Keywords:home gardens, malnutrition, food sovereignty, economic crisis
The novel coronavirus has revealed major impediments in South African food distribution. Existing challenges will be greatly exacerbated by an economic recession projected to be worse than the Great Depression. Home gardens are decidedly utilised to fortify food security and economic resiliency in the face of crises, especially in impoverished communities. For these communities, home garden produce favourably augments diets consisting predominantly of industrially produced staples and the surplus yield can be sold. Despite many campaigns to alleviate food insecurity – some aimed at developing industrial agriculture and others to establish and uplift home gardens – malnutrition and hunger still plague the impoverished. Dissection of these campaigns reveals common flaws in those that failed and key aspects related to those that succeeded, with successful projects even managing to provide a household’s total supply of vegetables. One of the crucial failings was a ‘top-down’ approach that condescended to participants, ignoring existing knowledge, preferences and social consolidation whilst focusing on meticulously consistent packaged methodologies. Successful projects exalted recipients’ own bid for food sovereignty and increased individual and community capacity by providing insightful consultation and access to requested necessary inputs. Obstacles especially present in South Africa include drought and collapse of social capital after withdrawal of institutional support. It has been proven possible that these can be overcome with application of technologies, such as rainwater harvesting, and the creation of common cause such as in national drives. This review of the literature clearly reveals that purposefully uplifted home and community gardens alleviate food insecurity.

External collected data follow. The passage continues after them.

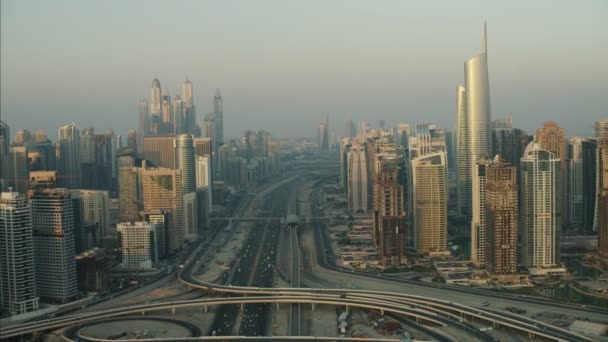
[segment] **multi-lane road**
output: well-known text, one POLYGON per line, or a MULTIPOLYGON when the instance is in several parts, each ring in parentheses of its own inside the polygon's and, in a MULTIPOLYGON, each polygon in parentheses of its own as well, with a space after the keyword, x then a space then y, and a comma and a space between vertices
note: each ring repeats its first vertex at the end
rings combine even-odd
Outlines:
MULTIPOLYGON (((276 190, 276 188, 275 188, 276 190)), ((258 196, 266 196, 269 192, 258 193, 258 196)), ((256 196, 256 197, 258 197, 256 196)), ((257 198, 258 200, 264 197, 257 198)), ((274 201, 273 201, 274 202, 274 201)), ((280 203, 280 201, 279 201, 280 203)), ((276 204, 274 202, 273 204, 276 204)), ((278 205, 277 210, 284 212, 284 207, 280 208, 278 205)), ((90 313, 81 313, 70 316, 58 317, 55 319, 48 319, 40 322, 32 322, 22 324, 18 326, 9 327, 3 329, 0 332, 0 337, 8 338, 11 336, 19 336, 22 334, 29 334, 33 332, 43 332, 52 329, 57 329, 65 326, 71 326, 74 324, 81 324, 85 322, 91 322, 104 318, 114 318, 130 314, 144 314, 148 312, 158 311, 169 311, 174 312, 180 308, 187 307, 201 307, 207 308, 214 305, 222 305, 218 314, 218 322, 221 322, 226 316, 223 316, 225 312, 223 308, 232 308, 236 313, 243 310, 244 314, 240 315, 240 321, 238 321, 238 315, 235 315, 235 319, 231 320, 229 326, 224 326, 221 330, 218 326, 215 326, 216 335, 230 335, 235 333, 235 323, 240 328, 239 334, 246 334, 248 336, 260 336, 266 333, 268 315, 268 305, 270 303, 289 303, 300 305, 308 305, 311 309, 315 305, 341 305, 346 307, 361 307, 372 310, 377 310, 381 313, 394 313, 402 315, 409 319, 424 322, 435 326, 443 325, 454 325, 461 328, 463 331, 470 334, 478 340, 489 340, 490 336, 486 334, 480 334, 475 331, 475 328, 468 324, 468 320, 475 319, 483 321, 494 327, 505 327, 518 331, 520 333, 528 334, 529 336, 542 337, 548 340, 557 341, 589 341, 586 337, 579 336, 568 330, 564 330, 549 324, 544 324, 539 321, 535 321, 530 318, 526 318, 519 315, 512 315, 502 311, 491 310, 487 308, 479 308, 459 304, 447 300, 441 300, 438 298, 432 298, 428 296, 419 296, 408 294, 405 292, 387 292, 387 291, 375 291, 375 290, 353 290, 353 289, 339 289, 339 288, 300 288, 300 275, 299 275, 299 248, 298 248, 298 235, 295 228, 290 231, 290 241, 292 254, 292 272, 291 282, 292 287, 289 288, 271 288, 272 283, 266 282, 270 279, 272 282, 272 259, 276 254, 274 252, 276 237, 273 238, 272 234, 276 234, 279 229, 282 229, 278 225, 271 225, 270 223, 258 223, 255 225, 255 229, 252 230, 251 235, 248 239, 248 243, 243 246, 241 251, 240 262, 237 262, 234 267, 234 273, 231 278, 226 278, 227 283, 225 284, 212 284, 203 282, 196 277, 194 273, 200 267, 200 263, 197 263, 198 259, 206 253, 207 243, 203 242, 201 246, 195 251, 195 255, 186 260, 184 268, 180 271, 178 279, 186 286, 190 288, 202 289, 205 292, 212 291, 217 294, 223 294, 224 297, 212 297, 204 299, 194 299, 187 301, 173 301, 167 303, 153 303, 145 305, 134 305, 125 306, 109 310, 101 310, 90 313), (257 246, 257 248, 256 248, 257 246), (268 261, 268 263, 266 263, 268 261), (297 264, 296 264, 297 263, 297 264), (241 270, 239 271, 239 267, 241 270), (245 269, 244 269, 245 268, 245 269), (246 271, 245 271, 246 270, 246 271), (296 270, 298 270, 296 272, 296 270), (298 285, 298 286, 296 286, 298 285), (242 308, 242 309, 241 309, 242 308), (251 308, 251 309, 247 309, 251 308), (262 313, 265 311, 264 313, 262 313), (219 332, 219 333, 218 333, 219 332)), ((346 271, 328 262, 330 257, 330 251, 325 247, 325 240, 321 227, 315 225, 314 232, 316 235, 317 243, 317 257, 318 263, 326 270, 326 272, 334 272, 335 274, 344 274, 348 272, 351 277, 370 278, 378 277, 377 275, 354 273, 352 271, 346 271)), ((385 277, 378 277, 382 281, 399 281, 395 279, 387 279, 385 277)), ((418 284, 420 285, 420 284, 418 284)), ((431 285, 431 284, 424 284, 431 285)), ((433 285, 431 285, 433 286, 433 285)), ((453 288, 435 288, 436 291, 456 291, 453 288)), ((471 296, 480 296, 482 298, 492 298, 492 295, 501 296, 502 294, 487 294, 487 293, 470 293, 471 296)), ((524 298, 521 298, 524 299, 524 298)), ((531 299, 531 298, 526 298, 531 299)), ((536 299, 533 299, 536 300, 536 299)), ((524 301, 524 300, 522 300, 524 301)), ((547 303, 549 306, 555 303, 547 303)), ((302 308, 301 308, 302 309, 302 308)), ((300 310, 301 310, 300 309, 300 310)), ((570 308, 574 309, 574 308, 570 308)), ((594 310, 597 314, 601 314, 603 308, 585 308, 594 310)), ((578 310, 583 308, 578 307, 578 310)), ((229 310, 230 311, 230 310, 229 310)), ((300 333, 300 317, 299 310, 297 314, 290 313, 290 321, 293 322, 290 325, 290 333, 293 335, 300 333), (297 317, 296 317, 297 316, 297 317)), ((607 316, 608 317, 608 316, 607 316)), ((212 331, 210 333, 213 333, 212 331)), ((284 338, 286 339, 286 338, 284 338)), ((336 339, 336 338, 334 338, 336 339)))

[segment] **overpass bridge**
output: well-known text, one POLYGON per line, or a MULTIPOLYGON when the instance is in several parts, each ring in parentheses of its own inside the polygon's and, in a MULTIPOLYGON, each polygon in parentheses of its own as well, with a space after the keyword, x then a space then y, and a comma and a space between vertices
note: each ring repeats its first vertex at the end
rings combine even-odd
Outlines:
POLYGON ((209 219, 211 222, 280 222, 281 224, 307 224, 317 222, 327 222, 331 219, 329 216, 298 216, 298 215, 287 215, 285 217, 263 217, 263 216, 251 216, 251 217, 212 217, 209 219))

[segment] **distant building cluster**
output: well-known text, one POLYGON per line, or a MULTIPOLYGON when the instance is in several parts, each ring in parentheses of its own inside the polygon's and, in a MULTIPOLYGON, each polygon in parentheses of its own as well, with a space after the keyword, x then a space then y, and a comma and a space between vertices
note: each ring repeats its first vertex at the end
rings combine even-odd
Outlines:
MULTIPOLYGON (((18 131, 0 121, 2 317, 107 292, 111 271, 154 271, 210 227, 214 203, 280 173, 267 131, 224 142, 219 90, 202 127, 192 83, 171 98, 154 80, 126 144, 113 131, 18 131)), ((120 286, 123 286, 121 283, 120 286)))

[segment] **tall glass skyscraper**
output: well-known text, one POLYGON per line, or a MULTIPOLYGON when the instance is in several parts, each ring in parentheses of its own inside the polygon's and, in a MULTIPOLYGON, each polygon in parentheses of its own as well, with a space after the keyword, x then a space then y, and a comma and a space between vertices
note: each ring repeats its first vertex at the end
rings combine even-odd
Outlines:
POLYGON ((482 51, 464 63, 465 86, 457 93, 458 199, 461 214, 471 215, 473 167, 491 157, 490 81, 487 31, 484 24, 482 51))
POLYGON ((215 120, 215 138, 217 146, 224 144, 224 102, 218 89, 213 97, 213 119, 215 120))
POLYGON ((74 124, 59 128, 59 160, 57 185, 63 188, 80 188, 81 141, 74 124))

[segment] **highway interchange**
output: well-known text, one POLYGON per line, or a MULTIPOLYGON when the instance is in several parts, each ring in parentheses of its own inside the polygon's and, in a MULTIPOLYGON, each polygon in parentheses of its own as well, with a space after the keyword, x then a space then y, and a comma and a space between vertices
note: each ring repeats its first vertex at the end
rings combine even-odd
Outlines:
MULTIPOLYGON (((270 209, 268 215, 285 215, 288 211, 285 197, 293 182, 302 181, 298 177, 290 177, 282 182, 273 184, 264 191, 260 191, 254 198, 248 198, 237 212, 242 211, 246 206, 264 205, 265 209, 270 209), (270 206, 270 208, 268 208, 270 206)), ((313 211, 318 210, 313 205, 313 211)), ((320 214, 315 212, 314 214, 320 214)), ((199 247, 193 254, 185 260, 184 267, 178 274, 179 281, 192 289, 200 289, 209 294, 205 298, 170 301, 152 304, 140 304, 124 306, 114 309, 99 310, 88 313, 76 313, 73 315, 62 316, 43 321, 24 323, 0 331, 0 337, 8 338, 32 334, 34 332, 51 331, 67 326, 94 322, 101 319, 117 318, 133 314, 158 314, 159 312, 174 313, 175 310, 188 307, 200 307, 207 310, 210 307, 221 304, 216 312, 216 319, 211 329, 207 332, 208 337, 199 339, 213 339, 228 335, 241 336, 265 336, 267 334, 268 315, 270 305, 280 305, 288 303, 290 305, 290 327, 289 332, 292 337, 282 337, 283 340, 296 339, 301 334, 300 311, 304 307, 314 310, 316 305, 339 305, 349 308, 360 307, 377 310, 386 314, 398 315, 404 319, 411 320, 413 324, 425 324, 431 326, 455 326, 468 333, 475 340, 490 341, 494 338, 489 334, 480 332, 473 327, 472 320, 484 321, 493 327, 506 327, 513 331, 518 331, 529 337, 540 337, 554 341, 589 341, 588 338, 574 334, 568 330, 561 329, 531 318, 521 315, 514 315, 501 310, 474 307, 460 304, 453 301, 439 299, 432 296, 432 292, 455 293, 459 296, 471 296, 481 300, 500 298, 510 300, 514 303, 529 303, 543 305, 547 308, 567 309, 580 311, 583 315, 593 314, 596 317, 608 317, 608 309, 597 307, 582 307, 576 304, 568 304, 545 300, 533 297, 521 297, 503 293, 495 293, 479 289, 461 288, 456 286, 446 286, 440 284, 422 284, 416 280, 394 279, 380 274, 370 274, 368 272, 346 270, 333 263, 334 256, 327 247, 327 236, 325 236, 322 224, 310 224, 314 232, 316 244, 316 259, 318 266, 323 268, 327 274, 348 275, 353 279, 365 278, 374 279, 382 282, 392 282, 404 284, 407 287, 428 287, 427 296, 414 295, 406 292, 390 292, 378 290, 356 290, 340 288, 301 288, 300 287, 300 253, 298 243, 298 230, 309 229, 304 227, 297 228, 291 226, 281 227, 277 222, 257 222, 249 235, 246 243, 240 251, 240 258, 235 260, 231 269, 225 273, 219 283, 208 283, 199 280, 194 275, 201 268, 200 260, 205 260, 211 252, 210 246, 216 238, 217 232, 212 232, 202 240, 199 247), (291 256, 291 287, 272 287, 273 286, 273 265, 276 260, 276 241, 280 229, 289 229, 291 256), (302 307, 304 305, 304 307, 302 307)), ((235 229, 235 228, 233 228, 235 229)), ((328 337, 337 340, 335 337, 328 337)), ((441 336, 437 337, 441 340, 441 336)))

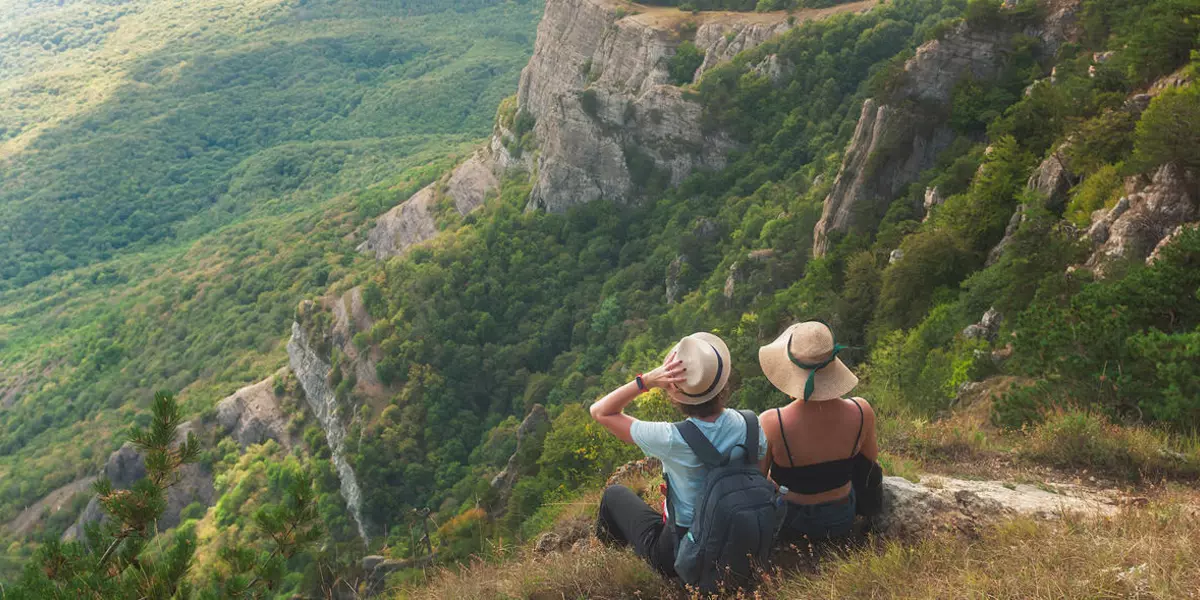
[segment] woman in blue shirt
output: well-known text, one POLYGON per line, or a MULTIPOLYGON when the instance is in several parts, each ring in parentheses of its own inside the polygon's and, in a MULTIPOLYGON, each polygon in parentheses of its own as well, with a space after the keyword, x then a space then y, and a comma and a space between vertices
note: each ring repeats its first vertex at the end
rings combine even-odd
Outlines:
MULTIPOLYGON (((661 388, 671 403, 712 442, 722 454, 740 458, 744 452, 746 421, 740 413, 725 408, 729 399, 726 384, 732 365, 729 348, 711 333, 689 335, 675 345, 661 366, 638 375, 613 390, 591 407, 592 417, 622 441, 636 444, 646 456, 662 461, 670 481, 667 493, 675 511, 667 517, 648 506, 629 488, 614 485, 600 500, 597 535, 634 551, 664 575, 675 575, 672 529, 682 536, 692 524, 696 495, 704 485, 708 467, 701 463, 673 423, 639 421, 623 411, 639 394, 661 388)), ((766 456, 767 438, 759 429, 759 457, 766 456)))

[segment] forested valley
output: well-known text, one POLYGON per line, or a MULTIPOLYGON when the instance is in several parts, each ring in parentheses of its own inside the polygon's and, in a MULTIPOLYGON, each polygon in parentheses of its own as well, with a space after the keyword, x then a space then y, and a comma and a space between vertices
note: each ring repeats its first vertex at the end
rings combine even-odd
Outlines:
MULTIPOLYGON (((1177 595, 1200 583, 1174 529, 1200 503, 1197 64, 1187 0, 0 0, 0 598, 91 589, 47 565, 104 535, 125 579, 102 597, 144 565, 180 598, 676 593, 540 549, 641 456, 587 406, 693 331, 728 342, 732 406, 782 405, 758 348, 813 318, 851 346, 887 474, 1151 512, 764 593, 878 597, 1002 546, 1054 572, 1083 559, 1050 539, 1142 535, 1176 558, 1062 595, 1139 561, 1177 595), (187 491, 133 488, 166 527, 100 503, 144 544, 81 516, 131 426, 146 456, 196 444, 168 465, 187 491)), ((1032 593, 972 560, 914 594, 1032 593)))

- Citizens aim for food sovereignty in times of economic crises such as will be brought about by the novel coronavirus.
- We assess the potential of the establishment of home and community gardens to alleviate food insecurity in South Africa.
- Home gardens should mainly target the alleviation of malnutrition, producing vegetables to augment cereal-based diets.
- Protection of social capital by institutional networks ensures durability and long-term success of campaigns.
- Rainwater harvesting technology is immensely influential for the success of home gardens in a South African context.